Un gendarme devant les restes calcinés d'une voiture, Centre de coordination des décisions opérationnelles (CCDO), Bouake, le 10 janvier 2018.
Un gendarme devant les restes calcinés d'une voiture, Centre de coordination des décisions opérationnelles (CCDO), Bouake, le 10 janvier 2018.

"Bouaké, son carnaval, ses pagnes, ses casernes, ses mutins, ses caches d'armes...", pourrait-on lire sur une brochure touristique vantant l'ancienne capitale de la rébellion, deuxième ville de Côte d'Ivoire, toujours sous tension des années après la fin officielle de la crise dans le pays.

Aujourd'hui, le carnaval est anecdotique et la célèbre usine de pagnes est une immense friche où poussent les mauvaises herbes.

Soldats, mutins et armes en revanche sont toujours là. Un cocktail explosif sept ans après la fin d'une décennie de crise qui a fait plus de 3.000 victimes.

Capitale de la rébellion (2002-2011) quand le pays était coupé en deux, Bouaké compte - entre soldats, gendarmes, policiers, douaniers...-pas moins de dix casernes actives. Et deux inoccupées.

>> Lire aussi : Bouaké toujours sans eau

"Rebelle un jour, rebelle toujours", s'amuse sous couvert d'anonymat un des anciens rebelles intégrés dans l'armée après avoir porté l'actuel président Alassane Ouattara au pouvoir.

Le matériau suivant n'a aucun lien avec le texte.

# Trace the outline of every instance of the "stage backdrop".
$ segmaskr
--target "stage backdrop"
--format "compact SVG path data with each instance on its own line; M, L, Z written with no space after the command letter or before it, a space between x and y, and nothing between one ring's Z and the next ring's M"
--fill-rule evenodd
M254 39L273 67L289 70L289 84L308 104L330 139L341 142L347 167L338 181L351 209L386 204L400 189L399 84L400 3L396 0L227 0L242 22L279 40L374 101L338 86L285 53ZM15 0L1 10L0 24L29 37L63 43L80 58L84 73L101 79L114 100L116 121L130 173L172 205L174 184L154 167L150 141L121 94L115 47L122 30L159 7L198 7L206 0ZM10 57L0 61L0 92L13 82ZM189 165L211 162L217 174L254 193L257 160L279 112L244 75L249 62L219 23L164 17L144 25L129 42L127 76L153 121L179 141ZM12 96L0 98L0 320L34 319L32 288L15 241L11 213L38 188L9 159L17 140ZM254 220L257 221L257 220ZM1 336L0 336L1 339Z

Ils ne sont pas rentrés dans le rang pour autant.

Bouaké-la-Rebelle continue de mériter son surnom: en janvier et mai 2017, elle a été l'épicentre de mutineries qui ont ébranlé le pays.

Les mutins réclamaient et ont obtenu des primes substantielles par rapport au niveau de vie: 12 millions de F CFA (18.000 euros) par tête.

- "Sur le dos de la population" -

Soucieux d'éviter de nouvelles mutineries, le gouvernement a lancé une difficile réforme de l'armée, qui rassemble ex-rebelles et soldats qui se sont longtemps combattus.

Pour contrebalancer l'omnipotence des anciens mutins, il a implanté à Bouaké une caserne du Centre de coordination des décisions opérationnelles (CCDO), force police-gendarmerie de 300 hommes et ouvert une antenne des Renseignements généraux.

Pactole versé, contre-pouvoir, renseignements... certains pensaient le problème réglé.

Mais en janvier, des soldats ont attaqué la caserne du CCDO "pour faire la peau" - selon l'expression d'un soldat - à un de ses chefs.

Murs criblés d'impacts de balles, salles calcinées: il n'y pas eu de victimes, mais l'état de la caserne montre la détermination des militaires. L'officier visé n'a eu la vie sauve qu'en s'échappant par un trou dans un mur.

Les autorités avaient alors balayé l'incident, l'attribuant à une histoire de femme infidèle. "Comme si c'était plus acceptable... Quand les soldats ont un problème, ils sortent les armes et tirent. C'est plus qu'inquiétant pour l'avenir", souligne une source sécuritaire française qui requiert l'anonymat.

Les soldats se justifient en expliquant qu'ils ont mis fin aux agissements (vol, extorsion, racket) de cinq membres du CCDO. "Les cinq sont partis, on cohabite sans problème aujourd'hui avec le CCDO."

Sous couvert d'anonymat, un habitant confirme mais souligne: "certains soldats vivent sur le dos de la population".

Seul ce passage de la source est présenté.